Levanto-me e vou a casa de banho, passando por entre algumas mesas cujos ocupantes não falam, ou seja, eles limitam-se a escutar a conversa animada que vem do grupo onde as palavras saem em catadupa, anunciando a qualidade dos seus oradores. Aquilo é uma tecelagem, que se pode confundir com a esquizofrenia em si, com a diferença de que os esquizofrénicos não são as pessoas, mas os personagens que essas pessoas encarnam.

 

Estou na casa de banho, e enquanto me disponho diante do mictório, libertando com prazer o ácido úrico por demais contaminado pelo álcool, penso na mulher grávida que está ali, bebendo John Walker com rótulo preto, em dozes galopantes. Mas isto não é subreal porque eu estou lúcido. Aliás, se estiver alucinado, então essa alucinação começou com a entrada em cena desta barriguda.

 

No meu retorno, reparo que ela já não depende do “garçon”. Tem a garrafa inteira de John Walker por sobre a mesa, servindo-se pessoalmente, e um dado novo é que está a fumar. Bolas! Cheguei perto dela, levado pelo vaipe do vinho que venho bebendo desde as primeiras horas da noite. E em pouco tempo já conversavamos como se fossemos velhos conhecidos.

 

- Dessa barriga vai sair uma menina

 

Ela sorriu. Pegou no copo e entornou o whisky na boca de lindos lábios, e disse assim, quem me dera!

 

- Vai se chamar Dandara

 

Revolveu a carteira e de lá tirou uma pequena agenda e disse assim, escreve aqui esse nome tão lindo.

 

O tempo deixou de contar.
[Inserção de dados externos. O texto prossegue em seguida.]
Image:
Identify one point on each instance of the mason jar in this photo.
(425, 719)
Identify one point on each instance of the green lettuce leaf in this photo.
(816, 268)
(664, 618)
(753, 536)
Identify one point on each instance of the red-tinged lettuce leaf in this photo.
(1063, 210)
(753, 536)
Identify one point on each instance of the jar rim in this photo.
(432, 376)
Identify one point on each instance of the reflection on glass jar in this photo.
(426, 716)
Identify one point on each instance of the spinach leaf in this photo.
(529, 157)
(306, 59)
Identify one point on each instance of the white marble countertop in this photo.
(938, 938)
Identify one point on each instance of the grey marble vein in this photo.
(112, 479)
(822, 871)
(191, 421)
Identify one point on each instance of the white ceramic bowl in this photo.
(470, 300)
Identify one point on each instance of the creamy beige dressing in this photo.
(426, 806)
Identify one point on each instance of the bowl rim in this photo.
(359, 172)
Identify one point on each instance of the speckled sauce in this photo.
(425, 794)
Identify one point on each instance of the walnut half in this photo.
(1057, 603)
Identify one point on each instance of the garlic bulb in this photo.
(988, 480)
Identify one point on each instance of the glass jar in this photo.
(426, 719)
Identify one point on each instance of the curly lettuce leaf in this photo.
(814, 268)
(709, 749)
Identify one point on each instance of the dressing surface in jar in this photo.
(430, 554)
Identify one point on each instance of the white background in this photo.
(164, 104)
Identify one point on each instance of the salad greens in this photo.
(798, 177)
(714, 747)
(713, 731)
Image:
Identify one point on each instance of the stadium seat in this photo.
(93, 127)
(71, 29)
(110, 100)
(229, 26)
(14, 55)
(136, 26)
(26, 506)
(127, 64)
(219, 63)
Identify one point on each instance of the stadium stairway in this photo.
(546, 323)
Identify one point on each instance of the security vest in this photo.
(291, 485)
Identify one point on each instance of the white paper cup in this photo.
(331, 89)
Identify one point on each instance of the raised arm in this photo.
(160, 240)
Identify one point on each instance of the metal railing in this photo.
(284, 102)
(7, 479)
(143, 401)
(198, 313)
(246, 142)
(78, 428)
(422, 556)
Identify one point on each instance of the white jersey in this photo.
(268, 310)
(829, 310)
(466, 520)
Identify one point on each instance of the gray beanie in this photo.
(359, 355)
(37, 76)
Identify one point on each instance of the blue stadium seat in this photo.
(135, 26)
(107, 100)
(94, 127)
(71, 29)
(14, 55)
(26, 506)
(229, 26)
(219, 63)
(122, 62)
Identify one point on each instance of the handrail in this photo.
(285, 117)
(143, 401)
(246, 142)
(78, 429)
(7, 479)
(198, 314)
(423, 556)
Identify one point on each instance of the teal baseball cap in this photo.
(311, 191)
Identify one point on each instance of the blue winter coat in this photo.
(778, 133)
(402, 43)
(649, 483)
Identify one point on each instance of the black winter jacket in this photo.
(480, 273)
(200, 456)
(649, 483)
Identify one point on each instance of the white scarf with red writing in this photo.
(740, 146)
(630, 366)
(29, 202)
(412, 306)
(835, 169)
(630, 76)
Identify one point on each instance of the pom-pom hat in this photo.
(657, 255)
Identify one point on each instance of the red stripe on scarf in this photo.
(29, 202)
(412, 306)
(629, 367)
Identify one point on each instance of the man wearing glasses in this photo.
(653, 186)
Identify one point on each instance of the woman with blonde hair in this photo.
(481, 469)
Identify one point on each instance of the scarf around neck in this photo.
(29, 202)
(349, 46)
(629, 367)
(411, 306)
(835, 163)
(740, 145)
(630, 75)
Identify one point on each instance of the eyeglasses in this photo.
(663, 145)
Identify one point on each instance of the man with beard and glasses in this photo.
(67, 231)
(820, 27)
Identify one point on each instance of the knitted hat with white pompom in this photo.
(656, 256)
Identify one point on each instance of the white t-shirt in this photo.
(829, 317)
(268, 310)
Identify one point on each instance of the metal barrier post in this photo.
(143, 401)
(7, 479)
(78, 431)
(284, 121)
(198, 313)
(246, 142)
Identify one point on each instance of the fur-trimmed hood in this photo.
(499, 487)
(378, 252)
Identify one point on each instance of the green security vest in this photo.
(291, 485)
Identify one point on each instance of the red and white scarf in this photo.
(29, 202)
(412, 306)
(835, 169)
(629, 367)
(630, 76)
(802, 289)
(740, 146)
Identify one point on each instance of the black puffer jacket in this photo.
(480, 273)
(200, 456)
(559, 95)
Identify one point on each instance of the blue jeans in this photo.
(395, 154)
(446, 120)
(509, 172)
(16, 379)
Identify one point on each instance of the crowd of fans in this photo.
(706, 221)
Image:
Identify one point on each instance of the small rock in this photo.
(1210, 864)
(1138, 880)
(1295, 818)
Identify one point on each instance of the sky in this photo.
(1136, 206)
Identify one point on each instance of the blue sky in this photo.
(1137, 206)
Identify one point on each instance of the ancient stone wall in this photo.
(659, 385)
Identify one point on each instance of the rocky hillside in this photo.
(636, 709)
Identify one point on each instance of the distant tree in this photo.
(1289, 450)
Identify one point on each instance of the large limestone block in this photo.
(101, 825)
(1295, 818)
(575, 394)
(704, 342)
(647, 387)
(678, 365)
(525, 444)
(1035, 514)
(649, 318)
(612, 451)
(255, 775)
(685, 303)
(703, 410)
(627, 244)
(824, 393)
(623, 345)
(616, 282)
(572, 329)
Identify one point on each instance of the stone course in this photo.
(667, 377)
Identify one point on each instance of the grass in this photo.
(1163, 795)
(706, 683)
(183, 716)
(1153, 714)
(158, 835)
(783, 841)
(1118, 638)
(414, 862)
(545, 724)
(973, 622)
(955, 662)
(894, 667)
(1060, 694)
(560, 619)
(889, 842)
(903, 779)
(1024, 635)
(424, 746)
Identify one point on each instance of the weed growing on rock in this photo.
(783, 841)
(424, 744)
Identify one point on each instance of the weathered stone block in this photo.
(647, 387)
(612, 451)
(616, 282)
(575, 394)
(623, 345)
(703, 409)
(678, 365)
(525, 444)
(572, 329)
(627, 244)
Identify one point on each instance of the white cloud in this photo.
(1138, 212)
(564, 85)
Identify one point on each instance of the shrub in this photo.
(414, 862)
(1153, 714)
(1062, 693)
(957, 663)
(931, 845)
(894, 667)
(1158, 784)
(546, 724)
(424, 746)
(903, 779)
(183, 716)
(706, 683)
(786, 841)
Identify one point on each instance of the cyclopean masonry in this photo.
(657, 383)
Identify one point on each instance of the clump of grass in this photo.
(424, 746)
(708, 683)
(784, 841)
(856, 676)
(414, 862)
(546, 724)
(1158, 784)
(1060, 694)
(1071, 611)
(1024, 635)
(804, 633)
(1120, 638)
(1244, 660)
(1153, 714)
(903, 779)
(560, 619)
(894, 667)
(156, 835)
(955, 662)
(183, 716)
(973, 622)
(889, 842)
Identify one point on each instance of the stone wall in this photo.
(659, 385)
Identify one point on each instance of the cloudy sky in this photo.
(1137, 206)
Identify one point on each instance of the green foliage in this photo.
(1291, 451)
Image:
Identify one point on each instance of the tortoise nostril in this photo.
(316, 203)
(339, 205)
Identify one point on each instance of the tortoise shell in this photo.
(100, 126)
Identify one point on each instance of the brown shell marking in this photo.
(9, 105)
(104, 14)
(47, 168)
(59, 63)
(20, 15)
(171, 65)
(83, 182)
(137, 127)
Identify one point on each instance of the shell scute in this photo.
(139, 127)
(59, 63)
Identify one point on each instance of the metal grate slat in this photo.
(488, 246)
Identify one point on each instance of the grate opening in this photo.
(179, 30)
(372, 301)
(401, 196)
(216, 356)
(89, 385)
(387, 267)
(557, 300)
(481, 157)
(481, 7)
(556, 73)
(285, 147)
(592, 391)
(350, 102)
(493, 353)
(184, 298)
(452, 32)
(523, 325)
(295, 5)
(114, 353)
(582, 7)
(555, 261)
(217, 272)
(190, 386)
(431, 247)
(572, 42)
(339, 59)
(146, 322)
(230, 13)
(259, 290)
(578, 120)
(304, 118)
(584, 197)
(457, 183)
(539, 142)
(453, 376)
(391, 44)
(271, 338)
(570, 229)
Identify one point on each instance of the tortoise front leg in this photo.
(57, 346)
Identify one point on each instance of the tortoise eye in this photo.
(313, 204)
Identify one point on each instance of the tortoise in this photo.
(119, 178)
O que conta é que estamos aqui, por conta das emoções.

 

- O que é que significa dandara?

 

- Dandara é harpa, em xitswa, língua do meu pai.

 

- Que lindo!

 

No último sábado, vinte anos depois, recebo no meu celula uma chamada proveniente da Bélgica, e do outro lado oiço uma voz com sotaque francês a dizer assim, daqui fala Dandara, lembra-se de mim?

 

- Desculpa, a minha memória está a vacilar.

 

- Tem razão, quando o senhor me conheceu, eu ainda estava na barriga da minha mãe, na Associação dos Escritores Moçambicanos.